Marx et al. reported deposition of C-peptide in the subendothelial space in carotid artery in diabetic subjects [15]. In some of the subjects, deposition of C-peptide was found in the media of the artery. In contrast to this, in nondiabetic patients deposition of C-peptide has not been found. All the 21 subjects involved in the study had deposition of C-peptide, with 77% of them also having infiltration of monocytes and just 57% infiltration of T lymphocytes [15]. Marx and colleagues used these results to propose the hypothesis that C-peptide may have chemotactic effects on the inflammatory cells and might have a role in atherosclerosis (Figure 1). In vitro migration assays performed in modified Boyden chambers reported that C-peptide induces migration of T lymphocytes and monocytes/macrophages in a concentration-dependent manner. These effects were similar to those induced with monocyte chemokine MCP-1 or T-lymphocyte chemokine RANTES [15, 29]. In addition, checkerboard analysis in the same study showed that C-peptide induces chemotaxis rather than chemokinesis [29]. Also there are no migratory effects of C-peptide on B cells or neutrophils [30]. C-peptide stimulates specific intracellular signalling pathways in different cell types [8, 9, 31], for example, Na+/K+ATP-ase [5, 32] ERK kinase, PI-3 Kinase [8, 29, 32, 33], and AKT [8, 32, 33]. In T lymphocyte or in monocytes, C-peptide mediates its chemotactic activity through an as-of-yet- unidentified pertussis toxin sensitive G-protein-coupled receptor with subsequent downstream activation of PI3-kinase γ. Our experiments demonstrated that a specific inhibitor of Src-kinase, PP2, in addition to transfection of Src siRNA, abolished C-peptide-induced T lymphocyte migration, suggesting that C-peptide also signals through this pathway. Besides, experiments showed that PI-3 kinase activation leads to the involvement of small Rho-GTPases, like RhoA, Rac-1, and Cdc42 in these cells. Furthermore in CD4-positive lymphocytes, C-peptide stimulates phosphorylation of PAK (p21-activated kinase), LIMK (LIM domain-containing protein kinase), and cofilin downstream of Rac-1 and Cdc42, leading to cofilin inactivation and actin filament stabilization. Alternatively, C-peptide activates ROCK (Rho kinase) and MLC (myosin light chain) phosphorylation downstream of RhoA, thereby stimulating myosin-mediated cell contraction [30]. These data supported an active role of C-peptide in chemotaxis of inflammatory cells.

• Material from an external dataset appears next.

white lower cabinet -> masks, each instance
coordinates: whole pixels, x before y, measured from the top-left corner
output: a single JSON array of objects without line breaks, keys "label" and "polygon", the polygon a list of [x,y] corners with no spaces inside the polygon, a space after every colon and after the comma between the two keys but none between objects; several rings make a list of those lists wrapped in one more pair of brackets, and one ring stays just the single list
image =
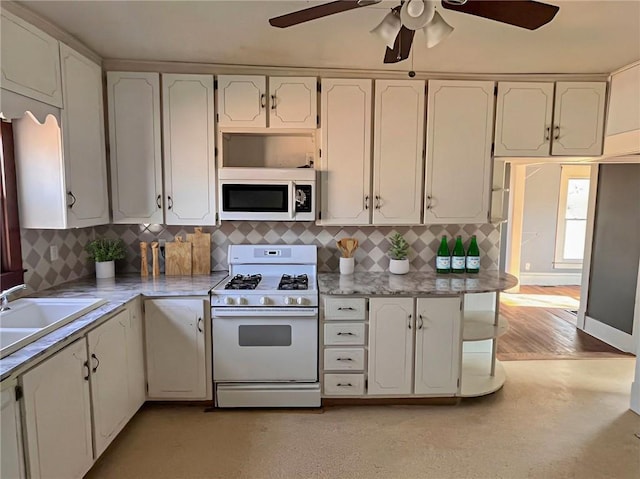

C-peptide has an effect on increased microvascular blood flow in patients with type 1 diabetes [34]. Some studies suggest direct role of endogenous insulin and C-peptide in amelioration of endothelial dysfunction [35]. Additionally, C-peptide increases nitric oxide (NO) production through ERK-dependent upregulation of endothelial nitric oxide synthase (eNOS) gene transcription [36].

In addition, C-peptide positively influences the expression of CD34 scavenger receptor in human THP-1 monocytes. These data suggest that C-peptide may also promote the differentiation of monocyte/macrophages towards foam cells, thus representing another potential proatherogenic effect of C-peptide [37].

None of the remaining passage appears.